The Yellow Wallpaper Summary

The unnamed woman who is the main character of the story has depression after the birth of her child. Her husband - who is a doctor - decides that it can be cured with the complete isolation and house life. He moves with his family to a quiet house in the countryside, aside from major routes, and isolates his wife in the room upstairs. The walls of the room are covered with yellow wallpaper, and the woman finds it very uncomfortable to see. But as her doctor, her husband orders her to stay in bed in that room for all the time, without an ability to see her baby or see anyone except him and the nurse.

The woman is prohibited to read or write, to do anything - just to lay and look at the wallpaper. She feels that her husband just doesn’t care about her wishes and needs, reducing them to the whims of a mentally ill woman and belittles her for being too emotional and, as a woman, too weak and unable to decide what is good for her. He even doesn’t allow her to choose a room she prefers, leaving her in the spacy room with that awful wallpaper instead of smaller, cozy one downstairs. While the wallpaper is just the most disturbing, it is not the only eerie thing in that room. The bars on the windows hint that there was another person - another woman maybe - who was also held there. The rings on the walls just make the room resemble a prison cell a bit more.

Reading, writing or other activities that draw her attention really helped the woman before, so she is very upset when her books are taken away. Trying to put her mind to work and save herself from boredom, the woman starts her secret diary where she describes her room. But there is nothing interesting inside and slowly the pattern of the yellow wallpaper becomes the only thing that entertains her. The woman starts describing the wallpaper and the pictures she imagines behind the pattern lines. Her first notes are short and scarce because she needs to hide the diary when her husband comes, but then she learns to hide her feelings, thoughts - and the diary itself - way better.

Slowly the wallpaper stops being disturbing and becomes her only source of information and feelings. The woman is more and more addicted to looking at it. At first, she still tries to ask her controlling husband to spend time with her or to allow her to do something except “resting” in bed, but then the readers can see only brief complaints - mostly her notes are dedicated to the wallpaper.

Finally, her husband notices her obsession with the wallpaper and becomes worried, but it’s too late.
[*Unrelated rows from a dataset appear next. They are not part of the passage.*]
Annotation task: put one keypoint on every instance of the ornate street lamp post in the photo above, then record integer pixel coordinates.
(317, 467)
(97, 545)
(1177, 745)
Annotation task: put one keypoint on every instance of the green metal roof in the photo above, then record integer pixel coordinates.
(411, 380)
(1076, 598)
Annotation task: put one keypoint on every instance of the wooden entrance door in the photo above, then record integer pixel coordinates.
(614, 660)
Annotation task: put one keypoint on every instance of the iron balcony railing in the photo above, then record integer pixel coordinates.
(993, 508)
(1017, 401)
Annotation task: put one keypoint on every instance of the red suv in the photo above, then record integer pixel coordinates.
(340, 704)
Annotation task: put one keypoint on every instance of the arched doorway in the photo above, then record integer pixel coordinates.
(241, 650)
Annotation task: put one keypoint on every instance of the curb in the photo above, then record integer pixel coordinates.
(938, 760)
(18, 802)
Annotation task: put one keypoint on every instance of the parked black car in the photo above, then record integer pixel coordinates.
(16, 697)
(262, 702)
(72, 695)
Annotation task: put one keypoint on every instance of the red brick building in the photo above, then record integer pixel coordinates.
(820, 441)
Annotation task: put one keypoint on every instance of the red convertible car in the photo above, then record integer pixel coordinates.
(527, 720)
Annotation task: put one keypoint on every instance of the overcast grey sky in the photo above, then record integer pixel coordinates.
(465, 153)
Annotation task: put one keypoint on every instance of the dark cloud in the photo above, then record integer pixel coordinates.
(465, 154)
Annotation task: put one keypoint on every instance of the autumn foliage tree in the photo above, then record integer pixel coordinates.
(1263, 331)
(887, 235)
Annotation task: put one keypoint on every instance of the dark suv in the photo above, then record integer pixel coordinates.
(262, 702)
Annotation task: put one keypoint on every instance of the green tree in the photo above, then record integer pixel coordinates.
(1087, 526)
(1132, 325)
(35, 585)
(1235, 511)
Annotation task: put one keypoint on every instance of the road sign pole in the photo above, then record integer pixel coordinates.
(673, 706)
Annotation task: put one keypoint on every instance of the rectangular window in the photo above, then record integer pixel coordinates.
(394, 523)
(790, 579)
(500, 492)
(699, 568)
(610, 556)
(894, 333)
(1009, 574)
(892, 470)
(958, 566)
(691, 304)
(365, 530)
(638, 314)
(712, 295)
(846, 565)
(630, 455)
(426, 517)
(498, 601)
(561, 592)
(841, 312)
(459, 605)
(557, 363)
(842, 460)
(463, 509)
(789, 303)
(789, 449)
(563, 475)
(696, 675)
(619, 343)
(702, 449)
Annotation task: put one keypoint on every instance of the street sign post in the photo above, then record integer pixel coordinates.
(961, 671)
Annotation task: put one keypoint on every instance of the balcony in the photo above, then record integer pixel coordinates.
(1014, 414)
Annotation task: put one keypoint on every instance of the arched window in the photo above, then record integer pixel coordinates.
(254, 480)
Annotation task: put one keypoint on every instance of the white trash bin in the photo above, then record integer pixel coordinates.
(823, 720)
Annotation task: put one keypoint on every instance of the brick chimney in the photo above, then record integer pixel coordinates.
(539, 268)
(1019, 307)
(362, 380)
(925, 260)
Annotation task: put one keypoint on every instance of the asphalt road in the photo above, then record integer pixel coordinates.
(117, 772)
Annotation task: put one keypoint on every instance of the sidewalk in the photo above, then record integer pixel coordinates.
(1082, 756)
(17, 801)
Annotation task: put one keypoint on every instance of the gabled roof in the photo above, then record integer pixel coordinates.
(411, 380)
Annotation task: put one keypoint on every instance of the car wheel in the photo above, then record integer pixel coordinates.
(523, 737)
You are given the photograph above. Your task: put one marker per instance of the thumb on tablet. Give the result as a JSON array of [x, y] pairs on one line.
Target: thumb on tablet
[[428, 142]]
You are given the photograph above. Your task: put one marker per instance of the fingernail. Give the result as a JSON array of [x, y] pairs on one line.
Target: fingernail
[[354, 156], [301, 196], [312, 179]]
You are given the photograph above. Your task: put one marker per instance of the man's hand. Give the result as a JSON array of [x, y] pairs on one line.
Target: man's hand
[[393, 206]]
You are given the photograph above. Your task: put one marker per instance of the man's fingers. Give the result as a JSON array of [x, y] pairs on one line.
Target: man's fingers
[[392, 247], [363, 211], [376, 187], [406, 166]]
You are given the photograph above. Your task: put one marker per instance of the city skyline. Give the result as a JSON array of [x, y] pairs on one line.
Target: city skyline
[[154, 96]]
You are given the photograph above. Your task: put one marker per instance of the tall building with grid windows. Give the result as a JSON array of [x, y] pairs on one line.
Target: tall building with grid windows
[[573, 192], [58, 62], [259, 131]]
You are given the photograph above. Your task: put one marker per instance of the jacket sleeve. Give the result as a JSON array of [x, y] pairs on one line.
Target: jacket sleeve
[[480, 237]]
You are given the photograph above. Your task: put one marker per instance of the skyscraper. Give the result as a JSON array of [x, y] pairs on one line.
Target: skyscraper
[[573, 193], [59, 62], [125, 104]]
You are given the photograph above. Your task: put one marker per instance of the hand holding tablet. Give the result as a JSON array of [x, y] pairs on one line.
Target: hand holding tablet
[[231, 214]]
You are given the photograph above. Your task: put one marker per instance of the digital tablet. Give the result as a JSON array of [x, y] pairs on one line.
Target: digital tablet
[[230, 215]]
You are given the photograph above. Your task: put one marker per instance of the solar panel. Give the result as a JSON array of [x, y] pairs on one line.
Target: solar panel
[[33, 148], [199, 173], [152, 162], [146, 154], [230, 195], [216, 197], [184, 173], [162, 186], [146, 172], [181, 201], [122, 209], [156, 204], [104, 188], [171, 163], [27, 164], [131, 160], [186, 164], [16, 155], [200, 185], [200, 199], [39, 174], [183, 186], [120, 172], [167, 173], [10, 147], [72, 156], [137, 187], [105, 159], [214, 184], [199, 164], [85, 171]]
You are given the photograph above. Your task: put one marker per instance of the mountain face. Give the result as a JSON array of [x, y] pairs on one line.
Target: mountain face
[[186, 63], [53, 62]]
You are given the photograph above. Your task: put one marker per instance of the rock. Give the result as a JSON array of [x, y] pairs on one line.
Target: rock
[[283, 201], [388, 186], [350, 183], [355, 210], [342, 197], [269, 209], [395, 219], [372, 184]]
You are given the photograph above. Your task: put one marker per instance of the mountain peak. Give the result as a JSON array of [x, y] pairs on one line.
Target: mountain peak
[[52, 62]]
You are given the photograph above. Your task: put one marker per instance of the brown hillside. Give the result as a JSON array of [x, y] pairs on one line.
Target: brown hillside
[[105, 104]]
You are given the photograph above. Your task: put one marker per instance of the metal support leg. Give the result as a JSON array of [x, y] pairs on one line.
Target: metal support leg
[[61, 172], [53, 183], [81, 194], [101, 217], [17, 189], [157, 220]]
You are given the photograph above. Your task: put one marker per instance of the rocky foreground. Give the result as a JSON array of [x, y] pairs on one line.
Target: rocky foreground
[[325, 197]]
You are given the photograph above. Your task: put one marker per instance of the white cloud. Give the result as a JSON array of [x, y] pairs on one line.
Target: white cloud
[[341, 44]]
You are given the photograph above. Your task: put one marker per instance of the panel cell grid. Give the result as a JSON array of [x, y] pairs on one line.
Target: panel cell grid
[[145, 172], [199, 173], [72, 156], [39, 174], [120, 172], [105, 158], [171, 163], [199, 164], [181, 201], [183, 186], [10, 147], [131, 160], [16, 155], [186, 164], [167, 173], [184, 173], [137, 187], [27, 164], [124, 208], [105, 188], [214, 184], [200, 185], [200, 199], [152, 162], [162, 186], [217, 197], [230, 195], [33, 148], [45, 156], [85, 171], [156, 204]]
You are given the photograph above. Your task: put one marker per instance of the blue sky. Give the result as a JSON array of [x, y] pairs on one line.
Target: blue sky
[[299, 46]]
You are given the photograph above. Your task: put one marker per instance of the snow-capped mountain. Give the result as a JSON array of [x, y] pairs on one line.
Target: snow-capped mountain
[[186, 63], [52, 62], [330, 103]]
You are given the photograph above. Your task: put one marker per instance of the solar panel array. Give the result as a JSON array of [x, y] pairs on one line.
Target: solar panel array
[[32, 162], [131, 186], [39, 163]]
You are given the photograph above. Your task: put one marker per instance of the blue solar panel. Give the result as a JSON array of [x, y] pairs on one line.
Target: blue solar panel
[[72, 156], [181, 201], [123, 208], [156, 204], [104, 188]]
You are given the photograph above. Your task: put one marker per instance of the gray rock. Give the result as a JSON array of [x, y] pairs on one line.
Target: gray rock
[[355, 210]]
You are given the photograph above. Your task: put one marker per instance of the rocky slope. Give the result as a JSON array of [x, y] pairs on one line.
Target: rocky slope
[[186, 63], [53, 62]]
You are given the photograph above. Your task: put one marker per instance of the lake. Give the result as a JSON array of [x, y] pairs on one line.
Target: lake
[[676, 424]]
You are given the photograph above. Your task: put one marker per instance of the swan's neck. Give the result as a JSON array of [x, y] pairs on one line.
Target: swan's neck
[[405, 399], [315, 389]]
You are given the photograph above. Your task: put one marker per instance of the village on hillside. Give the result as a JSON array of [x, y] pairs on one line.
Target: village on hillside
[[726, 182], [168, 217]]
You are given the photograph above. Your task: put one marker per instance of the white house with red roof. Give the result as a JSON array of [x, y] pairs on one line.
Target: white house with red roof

The woman cares more about her only entertainment than about worries of her cold and ignorant husband. He tries to repaper the room but she becomes hysterical and the man has to step back. The wallpaper restores her imagination and the woman looks through the window, imagining different people who lived that before and their stories. She also tries to imagine the former owner of the room and comes to the conclusion that it could be the room for small kids - the window is safe, the wallpaper is torn in some places, all the furniture is fixed to the walls tightly, like everything was designed to minimize the potential harm for the room inhabitants.

The nurse who cares for the woman is her sister-in-law, so, as a sister of her husband, she is completely on his side. The woman can’t speak with her about anything that goes against her husband’s prescription of complete rest. She asks to let her go or to give her at least something she can do to relieve herself of boredom, but her husband threatens to send her to the real psychiatric ward, to the doctor who previously worked with her and after whom she had a nervous breakdown.

The last note about her husband visiting her contains nothing more than tiredness. The woman seems completely broken and turns from the real life to the world behind the wallpaper. She is still disgusted by sharp, chaotic, formless lines of the pattern, but she starts to see the image behind it. It is a woman, trapped behind the grotesque bars of the wallpaper, imprisoned like she is herself. Maybe it is a former inhabitant of the room who never saw her freedom.

The woman becomes more and more fixated. She isn’t bothered by anything but wallpaper. But to her husband it looks like her condition is improving - the woman can sit still and stare at the wall “resting” almost all the time. She even becomes jealous, trying to distract the nurse from looking at the wallpaper too. She wants to discover the secret of the woman by herself.

Now she sees the prisoner behind the wallpaper clearly, how she is shaking the bars of her cell trying to escape. Finally, the woman decides to free her, scratching the wallpaper. The nurse notices this, her excitement and strange marks on the wall, so the woman makes the last desperate attempt. She tears away the wallpaper all around the room, creeping around. Now she fully associates herself with the trapped woman, she goes completely insane, thinking that there are numerous prisoners behind the wallpaper and she has always been one of them, not the real woman.

Her husband, hearing the strange noise, enters the room and seeing his wife in such a state, faints near the door. The woman continues creeping and tearing the wallpaper from the wall, stepping over him all the time, completely ignorant.